Seven Weeks

20160327_135647Forty-nine days from now, right now, at exactly this time, Central European Time, I will be referring to my exhaustion as jet lag.  I will be completely moved in to my new apartment, the first place I will ever live without my parents, my spouses, or my children.  I will have unpacked my two sundresses, one pair of shorts, a tee shirt, and eight sets of underwear into my dresser.  My Italian dresser.  I will have stroked my Italian kitchen counter, bounced from my Italian couch, to my Italian chair, and decided which corner will become my Italian writing corner, where I will plug my American laptop into an electricity converter.

I will not have eaten lunch, unless it is served in the air between Frankfurt and Rome.  My body will say it is just after 2pm, but my Italian wall clock will say it is a quarter past 8.  I won’t grocery shop until the next morning, so I will leave my apartment, walk across the street, through Vatican City, using the whole of the tiny, holy country as my short cut to my favorite trattoria, Perdincibacco for a light dinner of Caprese salad and a bottle of their house red.  If I’m lucky, Massimillano’s dog, the adorable chocolate lab puppy that stole my heart last year, will have grown into his host job and greet me as if I never left.
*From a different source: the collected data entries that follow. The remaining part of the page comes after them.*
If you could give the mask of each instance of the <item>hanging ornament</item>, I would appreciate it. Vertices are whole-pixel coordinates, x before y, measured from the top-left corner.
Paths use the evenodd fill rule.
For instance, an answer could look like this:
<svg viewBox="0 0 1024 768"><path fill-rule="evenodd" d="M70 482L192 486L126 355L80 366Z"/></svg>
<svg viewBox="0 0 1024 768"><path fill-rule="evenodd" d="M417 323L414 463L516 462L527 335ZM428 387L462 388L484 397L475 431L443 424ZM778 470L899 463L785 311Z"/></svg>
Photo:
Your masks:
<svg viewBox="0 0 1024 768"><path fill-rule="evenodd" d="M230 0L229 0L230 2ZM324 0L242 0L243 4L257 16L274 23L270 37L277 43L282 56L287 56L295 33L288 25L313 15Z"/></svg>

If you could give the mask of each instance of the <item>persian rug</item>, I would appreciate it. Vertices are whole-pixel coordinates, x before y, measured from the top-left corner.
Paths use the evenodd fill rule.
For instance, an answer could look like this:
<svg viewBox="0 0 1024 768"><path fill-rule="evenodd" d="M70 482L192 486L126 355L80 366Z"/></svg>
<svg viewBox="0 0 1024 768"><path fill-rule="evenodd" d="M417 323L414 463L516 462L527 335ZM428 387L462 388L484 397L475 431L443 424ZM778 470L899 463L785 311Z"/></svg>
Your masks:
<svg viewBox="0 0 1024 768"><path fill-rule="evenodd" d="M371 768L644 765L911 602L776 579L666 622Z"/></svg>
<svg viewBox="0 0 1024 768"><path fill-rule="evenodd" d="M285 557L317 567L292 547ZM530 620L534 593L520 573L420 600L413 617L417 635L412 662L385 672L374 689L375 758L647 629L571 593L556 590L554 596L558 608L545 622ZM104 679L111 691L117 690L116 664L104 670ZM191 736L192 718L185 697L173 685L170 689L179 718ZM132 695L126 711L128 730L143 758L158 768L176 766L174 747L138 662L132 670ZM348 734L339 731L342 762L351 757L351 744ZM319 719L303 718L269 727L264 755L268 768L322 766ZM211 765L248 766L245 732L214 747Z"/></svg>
Or maybe he won’t.  I don’t yet know the temperament of Italian labs, but American ones tend to greet people with the same excitement, no matter how long they’ve been gone.

I will cork what’s left of my wine and carry it with me.  The tunnel on Via di Porta Cavallegri is always dark, but since the sun will be set by then, I won’t have to squint when I pop out the other side.  A couple of blocks ahead, I will descend the steep, piss-smelling steps to the Tiber River and in a most American fashion, I will lift my wine in a toast to Summer, 2017, and drink straight from the bottle.

I can’t wait to find out what comes next.